Saturday, January 15, 2011
Interview With IJM's President Gary Haugen
Today there are close to 30 million people living in slavery. Almost half of them are under the age of 18. That’s more than at any other time in the history of civilization. During the height of the American slave trade the average cost of a slave, adjusted for today’s inflation, was 40 thousand dollars. The average cost of a slave today is only 50 dollars. People have become disposable. It’s no longer smart “business” to give medical attention to a hurt or sick slave. The savvy slave owner just disposes of them and buys or kidnaps another. This is 2011. People’s lives should not be judged by their fiscal viability. But this is going on around the world right now, every two seconds a person is trafficked, that is, bought or sold into slavery. This crime of crimes, and yet so few voices crying out for justice; so few heroes risking their lives to abolish slavery. Where are the Harriet Tubmans of our generation? Where are the Harriet Beecher Stowes, the Sojourner Truths, the William Wilberforces, the Fredrick Douglasses?

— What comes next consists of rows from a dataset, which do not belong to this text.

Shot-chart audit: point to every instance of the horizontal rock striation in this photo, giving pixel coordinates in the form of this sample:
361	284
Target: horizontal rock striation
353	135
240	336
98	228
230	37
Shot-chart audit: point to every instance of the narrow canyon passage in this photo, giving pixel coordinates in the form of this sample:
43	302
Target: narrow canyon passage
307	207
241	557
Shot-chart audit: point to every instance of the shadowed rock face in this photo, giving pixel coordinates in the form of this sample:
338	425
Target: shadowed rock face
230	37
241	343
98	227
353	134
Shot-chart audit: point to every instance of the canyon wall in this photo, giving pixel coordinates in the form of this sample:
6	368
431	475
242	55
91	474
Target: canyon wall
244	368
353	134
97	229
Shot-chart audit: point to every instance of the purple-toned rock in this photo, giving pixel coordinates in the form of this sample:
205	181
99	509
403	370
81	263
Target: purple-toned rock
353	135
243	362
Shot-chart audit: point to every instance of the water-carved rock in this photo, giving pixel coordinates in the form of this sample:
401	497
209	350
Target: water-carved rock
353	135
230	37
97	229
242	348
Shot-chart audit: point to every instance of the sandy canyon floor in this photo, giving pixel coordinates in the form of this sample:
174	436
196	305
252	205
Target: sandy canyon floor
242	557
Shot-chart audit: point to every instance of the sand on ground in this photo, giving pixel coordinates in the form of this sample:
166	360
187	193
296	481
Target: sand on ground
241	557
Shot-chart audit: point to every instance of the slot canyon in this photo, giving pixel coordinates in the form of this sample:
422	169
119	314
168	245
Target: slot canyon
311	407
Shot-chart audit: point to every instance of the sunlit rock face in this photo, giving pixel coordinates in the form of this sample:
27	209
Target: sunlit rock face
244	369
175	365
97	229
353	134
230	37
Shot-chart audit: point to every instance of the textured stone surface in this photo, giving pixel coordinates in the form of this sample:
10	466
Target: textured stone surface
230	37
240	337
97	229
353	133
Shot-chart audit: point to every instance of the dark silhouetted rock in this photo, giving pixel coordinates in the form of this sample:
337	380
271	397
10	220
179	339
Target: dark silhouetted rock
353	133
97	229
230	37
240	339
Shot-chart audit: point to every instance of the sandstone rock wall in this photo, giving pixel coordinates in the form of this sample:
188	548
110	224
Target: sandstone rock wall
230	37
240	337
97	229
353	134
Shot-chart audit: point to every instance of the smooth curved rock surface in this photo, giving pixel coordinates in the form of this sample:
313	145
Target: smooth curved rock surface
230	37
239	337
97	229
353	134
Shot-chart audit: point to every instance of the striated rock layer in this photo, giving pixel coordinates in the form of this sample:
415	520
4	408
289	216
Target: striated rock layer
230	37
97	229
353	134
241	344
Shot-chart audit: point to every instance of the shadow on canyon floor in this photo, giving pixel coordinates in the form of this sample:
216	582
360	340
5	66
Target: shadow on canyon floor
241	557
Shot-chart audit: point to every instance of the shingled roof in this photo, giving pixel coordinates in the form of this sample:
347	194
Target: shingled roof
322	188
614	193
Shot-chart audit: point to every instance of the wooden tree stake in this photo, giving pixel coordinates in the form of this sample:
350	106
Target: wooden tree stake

Gary Haugen is one such modern day abolitionist, who not only cries out for justice, but fights for it. Whether it’s undercover investigating in a brothel putting together an airtight case for trial, or the subsequent raid to free underage girls from the tyranny of sexual perversion, Gary and his International Justice Mission team battle the evil of injustice with relentless passion and unwavering conviction. And although we're sure he would take exception to his name being placed alongside such great names of the anti-slavery movement, it’s important that there be a new batch of heroes for the younger generation to emulate, living, breathing heroes that can inspire us all as we battle a new generation of slave owners and traffickers hell-bent on gain by any means and power at any cost.
Conspiracy Of Hope had the pleasure of interviewing Mr. Haugen and we found his answers tempered with deep wisdom, the kind that can only come from years in the field, and countless hours of deep reflection. We hope the intensity of his words and the conviction of his answers inspire you the same way they did us.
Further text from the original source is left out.